Смирившись с одиночеством, он пополз вперёд. Град впивался ему в шею и голову. Он цеплялся за обломки разрушенных перил в середине палубы и пробирался через стальные кушетки. Тут было более чем три мёртвых тела, между ним и выломанной крышкой люка, ведущего в трюм. Он не стал останавливаться и быстро спустился вниз, подальше от разрывающихся в клочья небес.
Сумерки уже сдавались ночной тьме, когда они возвращались с их последнего визита к хирургу. Нуниева хотела ещё чая. Круциус был в настроении, не отказывая ей ни в чём. Вскоре она сидела на том же самом сиденье, с тем же Ямураанским чайным набором, и в той же «лесной» одежде, той самой, которую она одела в ту её первую ночь на суше. Круциус снова стоял, очарованный видом предзакатного моря, и отказывался от чая. В стороне от тёмных глубин ещё ничего не изменилось.
Нет, изменилось всё.
- Папочка, не грусти, - сказала она. - Мы вернёмся в море завтра.
- Да, дорогая, - отстранённо сказал он. - Мы найдём другого хирурга. Лучше этого.
- Мы вернёмся в море завтра, поэтому давай насладимся чаем этой ночью. Это моя последняя ночь на суше, - сказала она спокойно, наливая себе чай.
Круциус остановил её. - Не говори так. Мы останемся тут подольше. Мы можем оставаться тут так долго, как ты захочешь.
- Всё в порядке, папа. - Она пила слишком горячий чай и старалась не показывать это. Когда она вернула себе самообладание, она подняла взгляд на Круциуса. - Не грусти.
- Но мне грустно, дорогая.
- Тогда не бойся.
- Я боюсь. Ты всё для меня. Ты целый мир.
- Я не боюсь, папочка. Не бойся и ты.
Он наклонился, чтобы обнять её. Она растаяла в его руках и прильнула к его шее. Это был последний момент, когда он держал её в своих объятиях. После чего послышался длинный долгий вздох, покинувший её тело тихим шёпотом.
Он вздыхал вздрагивающим и дрожащим дыханием, как-будто он мог удержать покидающий её тело дух, прежде чем он исчезнет навсегда.

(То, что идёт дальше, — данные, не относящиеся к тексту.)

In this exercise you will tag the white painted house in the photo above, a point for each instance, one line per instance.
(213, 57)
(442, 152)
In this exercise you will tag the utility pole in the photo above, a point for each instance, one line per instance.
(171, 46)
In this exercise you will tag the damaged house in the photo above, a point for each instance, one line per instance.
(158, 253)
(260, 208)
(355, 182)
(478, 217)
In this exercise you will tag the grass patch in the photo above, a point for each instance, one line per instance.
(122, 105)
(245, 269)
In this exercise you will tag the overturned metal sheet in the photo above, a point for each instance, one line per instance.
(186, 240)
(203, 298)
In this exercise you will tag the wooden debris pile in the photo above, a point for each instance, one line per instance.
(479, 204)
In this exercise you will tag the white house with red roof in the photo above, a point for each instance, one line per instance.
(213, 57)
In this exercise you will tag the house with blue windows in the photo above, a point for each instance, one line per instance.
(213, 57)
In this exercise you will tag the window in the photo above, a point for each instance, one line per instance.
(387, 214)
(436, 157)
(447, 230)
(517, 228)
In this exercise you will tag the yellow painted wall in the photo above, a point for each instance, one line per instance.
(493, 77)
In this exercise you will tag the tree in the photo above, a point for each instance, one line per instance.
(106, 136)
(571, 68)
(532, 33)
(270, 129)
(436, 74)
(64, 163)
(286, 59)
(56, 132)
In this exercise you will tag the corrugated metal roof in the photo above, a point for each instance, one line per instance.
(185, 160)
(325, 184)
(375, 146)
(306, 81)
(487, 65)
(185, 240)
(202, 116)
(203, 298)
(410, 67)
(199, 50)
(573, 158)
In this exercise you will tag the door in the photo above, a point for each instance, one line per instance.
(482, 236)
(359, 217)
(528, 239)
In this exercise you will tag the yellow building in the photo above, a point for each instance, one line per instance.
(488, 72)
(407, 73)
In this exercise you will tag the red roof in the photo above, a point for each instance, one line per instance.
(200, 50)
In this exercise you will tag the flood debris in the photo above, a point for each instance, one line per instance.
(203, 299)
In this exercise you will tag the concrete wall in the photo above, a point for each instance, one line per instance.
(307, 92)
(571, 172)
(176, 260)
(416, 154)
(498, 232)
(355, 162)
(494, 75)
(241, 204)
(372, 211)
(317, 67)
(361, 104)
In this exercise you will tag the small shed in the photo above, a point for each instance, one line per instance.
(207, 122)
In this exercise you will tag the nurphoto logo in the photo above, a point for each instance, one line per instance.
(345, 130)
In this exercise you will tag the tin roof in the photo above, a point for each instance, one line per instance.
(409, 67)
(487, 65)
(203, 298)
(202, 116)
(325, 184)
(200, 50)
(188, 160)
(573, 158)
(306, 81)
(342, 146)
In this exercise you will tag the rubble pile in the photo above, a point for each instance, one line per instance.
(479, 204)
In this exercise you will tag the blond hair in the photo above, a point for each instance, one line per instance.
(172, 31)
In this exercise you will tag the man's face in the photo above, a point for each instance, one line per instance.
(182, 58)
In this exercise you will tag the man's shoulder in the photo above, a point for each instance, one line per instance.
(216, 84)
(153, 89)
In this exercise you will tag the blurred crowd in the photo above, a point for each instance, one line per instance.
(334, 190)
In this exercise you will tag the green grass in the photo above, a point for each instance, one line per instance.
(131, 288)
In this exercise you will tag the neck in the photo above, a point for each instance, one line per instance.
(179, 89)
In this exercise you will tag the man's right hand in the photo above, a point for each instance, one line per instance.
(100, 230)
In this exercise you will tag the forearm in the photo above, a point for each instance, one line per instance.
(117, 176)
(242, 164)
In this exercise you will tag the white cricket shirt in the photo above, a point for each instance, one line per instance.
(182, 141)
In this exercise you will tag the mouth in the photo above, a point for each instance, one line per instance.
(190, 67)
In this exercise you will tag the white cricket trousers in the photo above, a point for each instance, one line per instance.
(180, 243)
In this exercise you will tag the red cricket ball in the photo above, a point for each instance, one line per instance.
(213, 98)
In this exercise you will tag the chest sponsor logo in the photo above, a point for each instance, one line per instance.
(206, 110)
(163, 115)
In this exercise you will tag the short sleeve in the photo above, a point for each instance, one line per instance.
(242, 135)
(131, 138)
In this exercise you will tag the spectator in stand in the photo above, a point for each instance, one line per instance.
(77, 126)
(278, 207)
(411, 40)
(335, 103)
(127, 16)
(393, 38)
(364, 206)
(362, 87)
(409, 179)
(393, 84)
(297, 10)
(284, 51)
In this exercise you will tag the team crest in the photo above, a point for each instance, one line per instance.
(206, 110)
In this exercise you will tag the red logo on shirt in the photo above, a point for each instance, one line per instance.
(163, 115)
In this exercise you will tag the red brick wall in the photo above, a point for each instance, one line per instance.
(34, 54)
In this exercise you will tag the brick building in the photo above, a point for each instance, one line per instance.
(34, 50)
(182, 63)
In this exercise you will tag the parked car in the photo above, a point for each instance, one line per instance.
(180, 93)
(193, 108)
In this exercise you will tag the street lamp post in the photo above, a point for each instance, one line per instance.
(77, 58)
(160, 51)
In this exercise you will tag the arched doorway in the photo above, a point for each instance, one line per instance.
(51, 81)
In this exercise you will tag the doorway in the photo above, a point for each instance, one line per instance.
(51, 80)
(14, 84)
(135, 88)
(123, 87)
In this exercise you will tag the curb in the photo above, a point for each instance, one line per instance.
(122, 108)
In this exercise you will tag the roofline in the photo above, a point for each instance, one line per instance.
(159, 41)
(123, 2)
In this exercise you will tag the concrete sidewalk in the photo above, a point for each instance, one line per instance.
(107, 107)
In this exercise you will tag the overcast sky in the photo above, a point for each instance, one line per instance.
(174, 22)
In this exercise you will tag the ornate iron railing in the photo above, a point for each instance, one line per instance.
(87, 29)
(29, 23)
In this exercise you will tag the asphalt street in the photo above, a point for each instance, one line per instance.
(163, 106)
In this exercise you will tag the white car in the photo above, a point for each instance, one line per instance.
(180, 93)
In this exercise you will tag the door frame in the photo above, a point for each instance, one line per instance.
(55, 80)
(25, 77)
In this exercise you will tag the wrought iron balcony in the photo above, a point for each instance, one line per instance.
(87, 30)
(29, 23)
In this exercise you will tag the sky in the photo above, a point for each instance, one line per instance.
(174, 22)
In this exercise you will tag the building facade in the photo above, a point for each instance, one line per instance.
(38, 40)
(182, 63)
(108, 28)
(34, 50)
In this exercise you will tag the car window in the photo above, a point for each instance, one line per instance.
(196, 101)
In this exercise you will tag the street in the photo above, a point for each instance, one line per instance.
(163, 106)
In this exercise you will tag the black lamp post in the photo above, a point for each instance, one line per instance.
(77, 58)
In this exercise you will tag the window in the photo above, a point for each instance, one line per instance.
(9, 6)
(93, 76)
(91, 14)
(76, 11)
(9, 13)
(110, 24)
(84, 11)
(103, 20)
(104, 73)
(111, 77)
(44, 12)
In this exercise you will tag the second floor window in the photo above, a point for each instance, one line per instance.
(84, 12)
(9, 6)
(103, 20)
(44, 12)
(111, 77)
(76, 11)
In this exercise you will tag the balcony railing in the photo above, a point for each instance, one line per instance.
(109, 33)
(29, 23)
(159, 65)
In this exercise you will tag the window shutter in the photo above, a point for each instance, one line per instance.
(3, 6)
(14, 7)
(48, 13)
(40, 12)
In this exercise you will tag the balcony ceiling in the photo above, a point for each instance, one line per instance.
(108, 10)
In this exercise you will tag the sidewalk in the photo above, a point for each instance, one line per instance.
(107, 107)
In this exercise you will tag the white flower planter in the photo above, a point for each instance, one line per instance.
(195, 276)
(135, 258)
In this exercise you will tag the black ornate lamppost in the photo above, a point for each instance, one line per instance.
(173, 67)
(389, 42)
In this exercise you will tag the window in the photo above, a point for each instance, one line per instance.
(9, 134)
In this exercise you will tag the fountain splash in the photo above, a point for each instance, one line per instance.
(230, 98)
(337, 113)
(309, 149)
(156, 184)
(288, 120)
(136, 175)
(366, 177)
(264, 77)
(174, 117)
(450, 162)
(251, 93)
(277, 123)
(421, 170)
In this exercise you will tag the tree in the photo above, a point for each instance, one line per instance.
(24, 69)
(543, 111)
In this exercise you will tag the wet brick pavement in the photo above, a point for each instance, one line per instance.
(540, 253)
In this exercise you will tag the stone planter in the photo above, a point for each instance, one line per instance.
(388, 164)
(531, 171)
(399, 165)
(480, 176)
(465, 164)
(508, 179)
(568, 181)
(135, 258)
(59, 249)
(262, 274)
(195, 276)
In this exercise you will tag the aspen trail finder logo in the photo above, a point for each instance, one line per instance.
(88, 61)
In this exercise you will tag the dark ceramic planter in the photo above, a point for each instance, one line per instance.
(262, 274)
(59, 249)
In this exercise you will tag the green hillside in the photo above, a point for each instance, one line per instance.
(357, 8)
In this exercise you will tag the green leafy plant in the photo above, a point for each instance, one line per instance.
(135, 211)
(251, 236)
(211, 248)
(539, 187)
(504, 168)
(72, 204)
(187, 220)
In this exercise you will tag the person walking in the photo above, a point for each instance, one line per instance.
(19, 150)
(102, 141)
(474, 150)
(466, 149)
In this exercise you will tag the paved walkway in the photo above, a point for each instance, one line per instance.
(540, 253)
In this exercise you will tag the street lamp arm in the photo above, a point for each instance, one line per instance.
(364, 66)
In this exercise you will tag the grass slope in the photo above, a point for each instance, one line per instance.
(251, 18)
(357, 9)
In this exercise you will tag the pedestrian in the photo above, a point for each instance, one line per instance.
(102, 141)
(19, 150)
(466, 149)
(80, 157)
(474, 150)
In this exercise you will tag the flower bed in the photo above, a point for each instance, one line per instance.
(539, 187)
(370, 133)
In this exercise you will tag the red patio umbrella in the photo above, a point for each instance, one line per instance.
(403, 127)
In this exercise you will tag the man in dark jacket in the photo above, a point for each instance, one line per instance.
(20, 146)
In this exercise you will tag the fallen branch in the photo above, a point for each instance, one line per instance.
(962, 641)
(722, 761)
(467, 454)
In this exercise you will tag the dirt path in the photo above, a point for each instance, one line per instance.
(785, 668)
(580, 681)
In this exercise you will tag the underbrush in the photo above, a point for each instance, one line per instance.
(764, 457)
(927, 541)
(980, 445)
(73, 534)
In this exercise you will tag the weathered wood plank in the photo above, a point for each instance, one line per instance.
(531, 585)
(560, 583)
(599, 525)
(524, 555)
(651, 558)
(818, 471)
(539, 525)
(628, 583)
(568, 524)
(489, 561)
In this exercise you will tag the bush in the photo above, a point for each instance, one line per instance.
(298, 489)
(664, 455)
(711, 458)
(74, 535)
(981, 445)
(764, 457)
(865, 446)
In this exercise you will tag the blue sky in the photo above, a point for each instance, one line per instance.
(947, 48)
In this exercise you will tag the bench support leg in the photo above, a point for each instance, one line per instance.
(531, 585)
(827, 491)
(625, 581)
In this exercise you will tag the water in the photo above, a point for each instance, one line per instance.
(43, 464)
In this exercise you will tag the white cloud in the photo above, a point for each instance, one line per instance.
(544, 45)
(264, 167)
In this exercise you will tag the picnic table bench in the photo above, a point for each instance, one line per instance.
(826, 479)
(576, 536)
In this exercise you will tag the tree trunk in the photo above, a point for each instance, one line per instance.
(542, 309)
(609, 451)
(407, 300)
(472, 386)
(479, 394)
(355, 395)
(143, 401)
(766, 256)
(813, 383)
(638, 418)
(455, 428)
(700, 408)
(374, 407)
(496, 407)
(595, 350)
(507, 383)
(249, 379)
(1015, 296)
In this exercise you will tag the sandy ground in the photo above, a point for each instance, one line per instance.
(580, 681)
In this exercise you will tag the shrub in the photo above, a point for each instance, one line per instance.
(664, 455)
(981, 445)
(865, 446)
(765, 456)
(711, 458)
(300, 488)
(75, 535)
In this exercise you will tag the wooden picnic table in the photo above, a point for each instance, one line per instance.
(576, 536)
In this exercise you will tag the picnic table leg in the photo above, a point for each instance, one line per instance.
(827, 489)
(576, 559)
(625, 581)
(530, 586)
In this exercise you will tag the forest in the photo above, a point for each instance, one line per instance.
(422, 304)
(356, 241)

Круциус встал. Ямураанский чайный набор опрокинулся и с грохотом упал на землю.
Она не издавала ни звука.
Он стоял и не выпускал её из объятий, вглядываясь в тёмное прозрачное море.
Этот корабль воплощал в себе всё его мужество. Он не уходил в море, пока не смог взять с собой Нуниеву. Сейчас корабль был мёртв, а его капитан находился между жизнью и смертью. Это был призрачный корабль, сперва опустошённый финансовыми проблемами, после измученный плохим обращением, а после всего этого разрушенный взрывом, уничтожившим целый мир. Те же самые тёмные необъяснимые силы, разрывающие когтями свои тёмные миры и уничтожившие его дочь, достигли верха моря, разрушив корабль, носивший её имя.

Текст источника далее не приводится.